Now some people will point out "what about the drivers?" and there is a slight point there. But would it be really so hard to define an image where you select your graphics cards et al and it constructs a fully-optimised image just for you? Upgrade your kit and then you just upgrade the image.

Now others will bleat "but how will I pirate it if its a custom environment?" and to be honest I don't care, your problem.

What are the advantages? Well from a piracy perspective it clearly reduces the potential if the game is running on a custom micro-kernel and is tied against a specific license that is created when you create the image. From a performance perspective it can be tuned to the 9s as there is nothing else running. From an end-user perspective it means using your PC like a console, or indeed your console like a console, and selecting the game to play at boot up.

Once you start thinking like this of course it then becomes a question as to what other applications don't really require an OS and the concept of isolation via VMs. Windows 7 is doing this with its XP mode which really opens up the question as to when you don't need Windows for certain applications.

Virtualisation is a server technology that is going to have a massive impact on the desktop.

3 comments:

emag said...

I can see at least 1 problem here. Take, as a totally non-random example, the Wii console. An update to the Wii system software a while ago added support for SDHC cards. Games, however, basically have no real access to the system software, and so need to provide all their own HW access routines to flash memory. This poses a problem where, if you buy an SDHC card because you believe you'll be able to store a ton of downloadable content (DLC), you'll soon discover that most, if not all, games do _not_ support SDHC cards, since most were developed before the Wii itself supported SDHC. So games like Rock Band 2, Guitar Hero World Tour, etc, while being used in a system that nominally support SDHC cards, still can't access them, period. Which, you know, kinda is a pain, if you bought an SDHC card thinking that since the Wii itself supports them, then games would too.
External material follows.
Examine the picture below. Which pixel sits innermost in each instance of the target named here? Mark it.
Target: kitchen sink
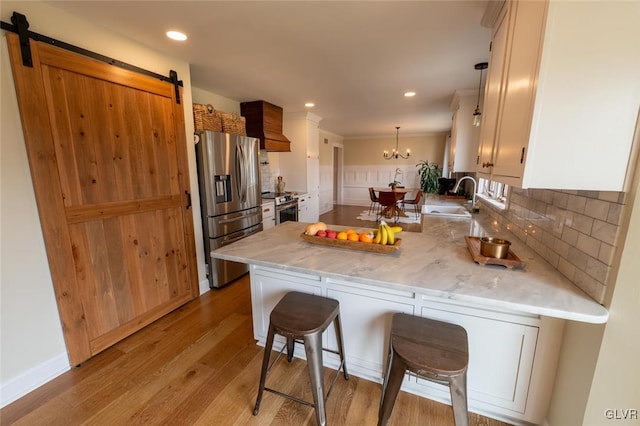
(446, 211)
With more OS support, this kind of thing is abstracted away. Apparently, the Wii took this "why do games need an OS" thing to heart, and since games on the Wii can't download patches like the Xbox360 or PS3, consumers are left in a lurch, with somewhat unusable peripherals that they have every legitimate expectation of working.

I say this being in this position, with a mostly worthless 32G SDHC card...

Another great example is, when I got my first PC, before hard drives were even available, several games I had booted off floppies. When all the hardware was basically the same (CGA graphics, a clock speed a max of 4.77 MHz, PC speaker as the only sound option), this wasn't much of an issue. With today's diverse hardware, from video, to sound, to network cards, expecting games to support all variations puts an immense burden on developers.

Can you imagine the amount of bad press when popular game X doesn't support video card variant Y? Especially if Y came out just a few weeks before X's release? Or worse, the added cost of X to support Y, Z, A, B, and C, because they can't make use of standard OS-level drivers?

Anonymous said...

I would suspect that would be cost prohibitive...

And from the pirate perspective... There are emulators for every proprietary game system from MAME to N64 to Atari etc...

Steve Jones said...

I'd expect the virtual machine environment to be maintained by a third party (maybe even Microsoft) which is where the drivers et al piece goes. The point would be for the card manufacturers to work with that supplier and then the games suppliers to create the image.

Effectively the company who owned the VM creation would have a "console" type model but based around PC hardware.

From a piracy perspective the point is that the environment can be hardware tied in a way that makes emulation significantly more difficult to achieve.